Proving Summation with Kronecker Delta and Levi-Civita

  • Thread starter Thread starter newton1
  • Start date Start date
  • Tags Tags
    Delta
Click For Summary
SUMMARY

The discussion centers on proving the summation identity SUM(k) [E(ijk)E(lmk)] = d(il)d(jm) - d(im)d(jl), where "d" represents the Kronecker delta and "E" denotes the Levi-Civita permutation symbol. The participants clarify the definitions of the Kronecker delta and the Levi-Civita symbol, emphasizing their roles in the proof. The proof involves expanding the permutation symbols and applying the distributive property to simplify the summation, ultimately leading to the established identity.

PREREQUISITES
  • Understanding of Kronecker delta notation (d(ij))
  • Familiarity with Levi-Civita permutation symbol (E(ijk))
  • Basic knowledge of summation notation and properties
  • Experience with tensor algebra and indices
NEXT STEPS
  • Study the properties of Kronecker delta in tensor calculus
  • Learn about the applications of Levi-Civita symbol in physics and engineering
  • Explore advanced topics in tensor analysis and their proofs
  • Investigate the role of permutation symbols in multi-dimensional algebra
USEFUL FOR

Mathematicians, physicists, and engineers who are working with tensor calculus, particularly those involved in theoretical physics and advanced mathematics.

newton1
Messages
151
Reaction score
0
i need help...:frown:
prove SUM(k) [E(ijk)E(lmk)]= d(il)d(jm) - d(im)d(jl)
where "d" is Kronecker delta symbol and "E" is permutation symbol or
Levi-Civita density
 
Last edited by a moderator:
Physics news on Phys.org
A clarification: the Kronecker delta, d(ij), is 1 if i= j, 0 otherwise.

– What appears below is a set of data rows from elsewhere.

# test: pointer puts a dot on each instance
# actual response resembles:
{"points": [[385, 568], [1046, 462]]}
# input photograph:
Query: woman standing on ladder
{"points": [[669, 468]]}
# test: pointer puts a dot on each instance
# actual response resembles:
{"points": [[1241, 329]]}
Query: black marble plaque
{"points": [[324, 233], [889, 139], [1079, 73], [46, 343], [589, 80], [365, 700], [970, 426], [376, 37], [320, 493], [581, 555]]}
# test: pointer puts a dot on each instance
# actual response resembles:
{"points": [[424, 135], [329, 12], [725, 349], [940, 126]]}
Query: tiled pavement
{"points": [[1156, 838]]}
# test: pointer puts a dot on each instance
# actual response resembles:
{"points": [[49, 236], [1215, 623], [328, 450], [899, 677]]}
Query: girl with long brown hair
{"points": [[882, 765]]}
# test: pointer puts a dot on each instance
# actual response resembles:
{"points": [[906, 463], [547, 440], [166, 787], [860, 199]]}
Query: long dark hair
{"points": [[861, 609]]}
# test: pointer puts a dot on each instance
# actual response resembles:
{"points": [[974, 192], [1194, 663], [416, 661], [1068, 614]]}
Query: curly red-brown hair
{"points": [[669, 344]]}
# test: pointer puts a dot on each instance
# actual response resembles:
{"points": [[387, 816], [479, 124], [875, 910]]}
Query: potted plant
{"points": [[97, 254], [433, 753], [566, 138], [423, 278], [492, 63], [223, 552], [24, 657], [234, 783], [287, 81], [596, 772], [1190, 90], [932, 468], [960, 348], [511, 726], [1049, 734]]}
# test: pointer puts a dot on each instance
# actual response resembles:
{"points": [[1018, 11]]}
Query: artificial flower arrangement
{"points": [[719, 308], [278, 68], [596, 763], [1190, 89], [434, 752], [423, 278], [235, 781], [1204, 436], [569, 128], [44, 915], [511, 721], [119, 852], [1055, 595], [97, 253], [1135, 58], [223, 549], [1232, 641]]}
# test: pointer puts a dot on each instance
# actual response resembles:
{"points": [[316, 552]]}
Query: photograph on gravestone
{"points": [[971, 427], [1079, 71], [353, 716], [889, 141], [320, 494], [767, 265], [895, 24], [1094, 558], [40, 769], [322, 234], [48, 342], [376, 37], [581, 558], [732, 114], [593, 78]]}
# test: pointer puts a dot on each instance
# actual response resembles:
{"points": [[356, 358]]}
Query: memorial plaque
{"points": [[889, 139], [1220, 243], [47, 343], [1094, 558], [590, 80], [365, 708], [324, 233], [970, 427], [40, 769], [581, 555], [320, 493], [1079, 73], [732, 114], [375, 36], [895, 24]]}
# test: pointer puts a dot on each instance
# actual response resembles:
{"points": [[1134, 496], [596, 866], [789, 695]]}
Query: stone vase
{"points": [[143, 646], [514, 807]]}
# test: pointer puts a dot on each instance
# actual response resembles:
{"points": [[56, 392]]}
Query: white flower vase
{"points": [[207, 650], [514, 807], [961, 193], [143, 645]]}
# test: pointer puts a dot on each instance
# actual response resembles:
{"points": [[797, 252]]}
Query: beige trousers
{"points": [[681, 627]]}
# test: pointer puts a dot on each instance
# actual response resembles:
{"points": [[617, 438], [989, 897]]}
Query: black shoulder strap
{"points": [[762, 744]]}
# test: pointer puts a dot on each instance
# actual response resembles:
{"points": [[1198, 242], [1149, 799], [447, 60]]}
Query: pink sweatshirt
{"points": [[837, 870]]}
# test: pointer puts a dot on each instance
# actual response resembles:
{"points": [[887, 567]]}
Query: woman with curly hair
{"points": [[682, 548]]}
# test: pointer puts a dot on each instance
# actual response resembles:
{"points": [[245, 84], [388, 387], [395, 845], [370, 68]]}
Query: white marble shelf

The Levi-Civita permutation symbol, E(ijk) {real notation is "epsilon"), is 1 if ijk is an even permutation of 123, -1 if ijk is an odd permutation of 123, and 0 otherwise. While d(ij) is defined for all dimensions, E(ijk) implies that i, j, and k can only be 1, 2 ,3. For higher "dimensions" we would need more indices.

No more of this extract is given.